The project, known as Gig.U, is designed to draw high-tech startups in fields like health care, energy and telecommunications to areas around the campuses, many of which are located in the Midwest or outside of major cities. These areas would function as hubs for building a new generation of computer networks that are much faster than the current ones. In addition to that, they could also make the U.S. more competitive internationally.
At the moment, this idea is still a work in progress as the universities are reaching out to telecommunications companies for suggestions as well as corporations and nonprofits for business ideas. The universities involved include Arizona State, Case Western Reserve, Howard University, Duke, the University of Michigan, the University of Washington, the University of Chicago and George Mason University.
According to Blair Levin, a fellow at the Aspen Institute who is heading up the project, “We’re not asking for government money. We believe the right approach is to have the private sector fund the networks.”
The project aims to offer 1-gigabit connections, which are fast enough to download an HD movie in under a minute, to scientific researchers and engineers as well as the surrounding homes and businesses. By doing so, the group hopes to create a digital ecosystem that will attract new companies, ideas and educational models.

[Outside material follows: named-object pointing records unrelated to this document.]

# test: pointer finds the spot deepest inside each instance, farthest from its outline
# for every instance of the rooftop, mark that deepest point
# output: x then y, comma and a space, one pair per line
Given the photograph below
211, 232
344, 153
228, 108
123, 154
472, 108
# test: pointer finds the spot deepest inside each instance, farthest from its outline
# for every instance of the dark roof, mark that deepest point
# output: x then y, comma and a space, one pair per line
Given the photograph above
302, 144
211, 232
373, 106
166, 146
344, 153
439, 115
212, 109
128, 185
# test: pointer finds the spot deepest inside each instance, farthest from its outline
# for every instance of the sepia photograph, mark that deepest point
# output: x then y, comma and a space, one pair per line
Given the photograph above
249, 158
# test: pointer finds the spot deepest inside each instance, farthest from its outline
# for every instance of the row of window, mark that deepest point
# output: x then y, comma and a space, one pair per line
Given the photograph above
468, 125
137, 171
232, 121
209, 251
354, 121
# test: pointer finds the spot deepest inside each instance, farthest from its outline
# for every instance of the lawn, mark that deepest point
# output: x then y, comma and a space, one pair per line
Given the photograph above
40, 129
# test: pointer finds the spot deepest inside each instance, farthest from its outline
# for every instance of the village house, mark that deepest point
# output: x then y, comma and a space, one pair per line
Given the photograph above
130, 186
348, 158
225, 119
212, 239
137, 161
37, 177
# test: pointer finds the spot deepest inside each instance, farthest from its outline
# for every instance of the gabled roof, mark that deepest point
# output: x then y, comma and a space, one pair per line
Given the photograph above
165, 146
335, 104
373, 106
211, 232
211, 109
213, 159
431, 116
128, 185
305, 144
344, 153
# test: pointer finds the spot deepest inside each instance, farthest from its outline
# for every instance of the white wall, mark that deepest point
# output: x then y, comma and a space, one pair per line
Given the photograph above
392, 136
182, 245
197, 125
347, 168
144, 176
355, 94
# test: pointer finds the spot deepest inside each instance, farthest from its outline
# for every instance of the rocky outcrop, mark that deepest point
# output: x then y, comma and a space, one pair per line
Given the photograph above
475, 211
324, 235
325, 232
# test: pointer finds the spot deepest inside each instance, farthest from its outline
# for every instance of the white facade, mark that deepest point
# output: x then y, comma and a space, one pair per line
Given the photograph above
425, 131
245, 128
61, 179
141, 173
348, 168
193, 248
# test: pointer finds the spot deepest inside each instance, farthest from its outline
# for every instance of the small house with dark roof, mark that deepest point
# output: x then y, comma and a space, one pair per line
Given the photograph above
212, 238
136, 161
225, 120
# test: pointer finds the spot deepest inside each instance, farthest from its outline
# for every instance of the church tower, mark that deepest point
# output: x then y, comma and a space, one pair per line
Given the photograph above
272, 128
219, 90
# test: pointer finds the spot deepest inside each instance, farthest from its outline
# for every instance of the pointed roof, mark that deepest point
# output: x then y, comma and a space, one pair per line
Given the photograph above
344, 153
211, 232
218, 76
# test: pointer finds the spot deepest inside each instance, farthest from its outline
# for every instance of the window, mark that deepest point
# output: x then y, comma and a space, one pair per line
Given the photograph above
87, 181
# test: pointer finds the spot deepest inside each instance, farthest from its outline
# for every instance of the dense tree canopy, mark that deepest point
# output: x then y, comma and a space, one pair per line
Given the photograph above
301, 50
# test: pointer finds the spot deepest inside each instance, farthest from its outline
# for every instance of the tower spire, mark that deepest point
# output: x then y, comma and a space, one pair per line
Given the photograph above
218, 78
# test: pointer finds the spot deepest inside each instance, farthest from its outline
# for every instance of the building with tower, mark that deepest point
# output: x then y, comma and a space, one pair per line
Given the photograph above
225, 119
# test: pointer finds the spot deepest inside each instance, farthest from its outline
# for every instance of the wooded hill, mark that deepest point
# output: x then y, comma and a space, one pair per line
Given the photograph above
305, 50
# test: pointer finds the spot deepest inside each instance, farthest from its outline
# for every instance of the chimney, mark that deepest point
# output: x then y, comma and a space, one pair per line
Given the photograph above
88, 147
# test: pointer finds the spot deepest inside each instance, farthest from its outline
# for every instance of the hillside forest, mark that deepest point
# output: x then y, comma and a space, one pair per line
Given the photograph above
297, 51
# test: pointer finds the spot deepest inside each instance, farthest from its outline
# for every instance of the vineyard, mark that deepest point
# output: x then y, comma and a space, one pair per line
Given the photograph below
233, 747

“It’s a sandbox for the research community and the residents, too,” stated CIO of Case Western in Cleveland Lev Gonick. Case Western set up a pilot program in a several-block area near the campus last year. The Case Connection Zone offers 1-gigabit fiber-optic networking to 104 homes adjacent to the university. Within three months of its inception, three startups moved to the neighborhood. “We believe a small amount of investment can yield big returns for the American economy and our society,” Gonick stated.

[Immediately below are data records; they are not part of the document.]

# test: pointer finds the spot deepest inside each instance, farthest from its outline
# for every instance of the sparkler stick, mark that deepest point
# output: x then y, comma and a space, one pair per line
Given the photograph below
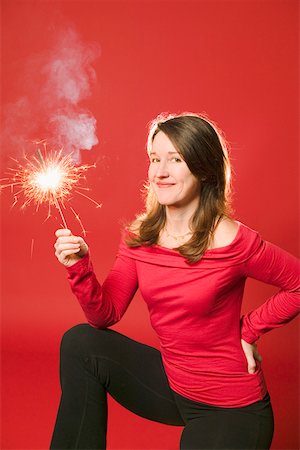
50, 178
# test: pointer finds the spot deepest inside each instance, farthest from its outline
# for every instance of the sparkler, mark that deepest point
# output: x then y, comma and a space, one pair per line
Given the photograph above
48, 177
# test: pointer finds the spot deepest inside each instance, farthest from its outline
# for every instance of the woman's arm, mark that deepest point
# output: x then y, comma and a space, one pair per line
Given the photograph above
103, 305
274, 266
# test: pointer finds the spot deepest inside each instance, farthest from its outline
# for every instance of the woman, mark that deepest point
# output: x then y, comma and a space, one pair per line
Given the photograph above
190, 260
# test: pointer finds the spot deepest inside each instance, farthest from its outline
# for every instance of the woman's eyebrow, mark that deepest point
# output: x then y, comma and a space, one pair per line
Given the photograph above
169, 153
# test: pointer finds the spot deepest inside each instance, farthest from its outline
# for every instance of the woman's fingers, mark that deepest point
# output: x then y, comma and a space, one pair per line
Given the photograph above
63, 232
69, 248
251, 354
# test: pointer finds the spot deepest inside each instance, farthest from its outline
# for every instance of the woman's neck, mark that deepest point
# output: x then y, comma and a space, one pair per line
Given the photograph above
178, 220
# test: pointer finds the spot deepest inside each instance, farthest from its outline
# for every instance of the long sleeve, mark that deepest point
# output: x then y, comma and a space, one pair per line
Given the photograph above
275, 266
103, 305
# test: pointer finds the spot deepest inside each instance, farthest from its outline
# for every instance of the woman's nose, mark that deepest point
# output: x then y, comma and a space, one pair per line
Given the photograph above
162, 169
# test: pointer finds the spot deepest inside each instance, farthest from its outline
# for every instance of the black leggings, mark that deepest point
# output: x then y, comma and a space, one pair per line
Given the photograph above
94, 362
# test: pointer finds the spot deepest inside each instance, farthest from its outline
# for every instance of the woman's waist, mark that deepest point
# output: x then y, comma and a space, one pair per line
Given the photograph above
216, 386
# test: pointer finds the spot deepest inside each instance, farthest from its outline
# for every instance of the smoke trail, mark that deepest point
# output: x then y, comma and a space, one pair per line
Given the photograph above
54, 85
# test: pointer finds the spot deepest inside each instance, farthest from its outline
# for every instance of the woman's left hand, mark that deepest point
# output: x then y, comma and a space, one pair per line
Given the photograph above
251, 354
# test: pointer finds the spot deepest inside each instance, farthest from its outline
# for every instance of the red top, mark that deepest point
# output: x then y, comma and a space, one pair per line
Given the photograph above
195, 310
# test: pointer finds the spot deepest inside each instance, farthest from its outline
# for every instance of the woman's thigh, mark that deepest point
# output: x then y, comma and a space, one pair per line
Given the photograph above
131, 372
245, 428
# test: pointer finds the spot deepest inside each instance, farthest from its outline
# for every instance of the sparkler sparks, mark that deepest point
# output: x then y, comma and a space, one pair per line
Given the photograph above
49, 177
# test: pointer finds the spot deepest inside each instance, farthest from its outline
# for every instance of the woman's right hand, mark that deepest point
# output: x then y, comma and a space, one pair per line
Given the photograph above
68, 248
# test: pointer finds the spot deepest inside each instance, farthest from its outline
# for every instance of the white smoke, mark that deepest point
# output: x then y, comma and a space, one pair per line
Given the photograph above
54, 85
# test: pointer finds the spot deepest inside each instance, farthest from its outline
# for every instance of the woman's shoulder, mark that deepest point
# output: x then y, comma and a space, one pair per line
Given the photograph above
225, 233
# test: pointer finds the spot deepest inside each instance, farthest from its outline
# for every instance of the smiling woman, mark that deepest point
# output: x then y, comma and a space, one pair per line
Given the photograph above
189, 186
190, 259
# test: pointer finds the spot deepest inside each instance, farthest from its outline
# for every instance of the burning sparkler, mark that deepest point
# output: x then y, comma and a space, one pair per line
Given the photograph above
49, 177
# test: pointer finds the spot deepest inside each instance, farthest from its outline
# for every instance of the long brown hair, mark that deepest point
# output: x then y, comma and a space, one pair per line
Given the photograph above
204, 150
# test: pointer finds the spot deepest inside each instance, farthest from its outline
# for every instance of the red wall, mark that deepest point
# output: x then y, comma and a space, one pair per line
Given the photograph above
234, 60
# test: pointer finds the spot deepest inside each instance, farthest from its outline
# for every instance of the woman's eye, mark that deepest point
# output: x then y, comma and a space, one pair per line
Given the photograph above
176, 159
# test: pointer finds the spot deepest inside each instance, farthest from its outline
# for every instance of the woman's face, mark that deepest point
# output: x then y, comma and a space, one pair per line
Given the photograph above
171, 179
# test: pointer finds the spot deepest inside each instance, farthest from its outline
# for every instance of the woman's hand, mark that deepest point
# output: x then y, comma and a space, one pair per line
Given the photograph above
69, 248
251, 354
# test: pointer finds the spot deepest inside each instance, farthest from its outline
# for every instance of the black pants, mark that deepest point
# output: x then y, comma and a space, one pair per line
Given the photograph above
94, 362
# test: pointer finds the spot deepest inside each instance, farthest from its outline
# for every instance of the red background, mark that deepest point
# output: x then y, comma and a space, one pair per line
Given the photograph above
234, 60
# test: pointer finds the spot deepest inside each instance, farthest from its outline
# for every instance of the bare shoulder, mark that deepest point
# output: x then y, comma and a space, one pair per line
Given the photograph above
225, 233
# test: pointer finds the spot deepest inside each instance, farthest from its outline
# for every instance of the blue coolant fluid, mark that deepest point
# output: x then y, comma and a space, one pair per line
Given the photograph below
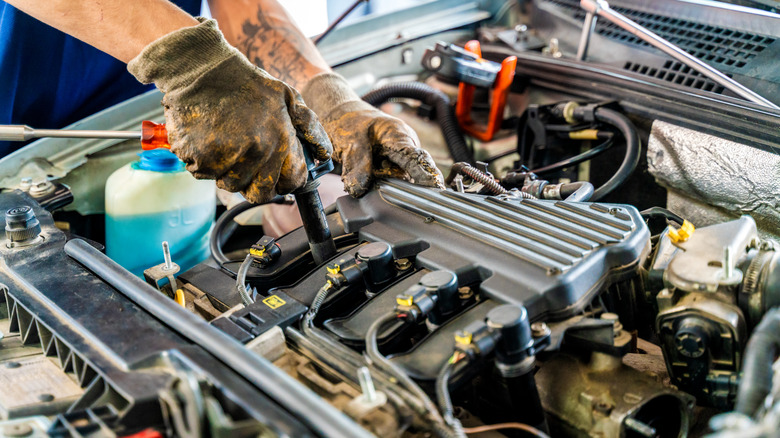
155, 200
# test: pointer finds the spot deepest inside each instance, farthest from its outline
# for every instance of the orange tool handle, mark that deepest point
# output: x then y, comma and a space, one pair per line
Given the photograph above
153, 136
500, 93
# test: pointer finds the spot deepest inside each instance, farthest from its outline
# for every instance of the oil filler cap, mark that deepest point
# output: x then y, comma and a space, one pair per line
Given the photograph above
21, 225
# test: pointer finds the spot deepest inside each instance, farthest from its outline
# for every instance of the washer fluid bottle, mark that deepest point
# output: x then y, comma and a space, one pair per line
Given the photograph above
155, 200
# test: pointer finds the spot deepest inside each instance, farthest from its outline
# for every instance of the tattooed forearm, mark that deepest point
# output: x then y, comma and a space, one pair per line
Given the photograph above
270, 39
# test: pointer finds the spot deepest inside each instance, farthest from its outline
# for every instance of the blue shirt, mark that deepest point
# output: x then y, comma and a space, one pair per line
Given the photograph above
49, 79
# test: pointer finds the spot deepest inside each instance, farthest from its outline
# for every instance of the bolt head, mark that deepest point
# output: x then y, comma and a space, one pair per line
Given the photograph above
434, 62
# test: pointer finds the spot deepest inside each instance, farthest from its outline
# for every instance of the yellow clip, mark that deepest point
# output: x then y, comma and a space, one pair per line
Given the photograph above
404, 300
463, 337
683, 233
179, 298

The Gig.U members are located mainly in the “heartland” area in states like Indiana, Kentucky, Missouri, Montana and West Virginia. It is in this area that the program can potentially have the biggest impact on mid-size communities across the country. Some of the bigger universities already have higher-speed networks.
The universities are planning on talking to big telecommunications companies about different ways to attract new ventures to their neighborhoods via super-fast computing. After that, they will seek out business proposals for building the networks “in the next several years”, according to the group.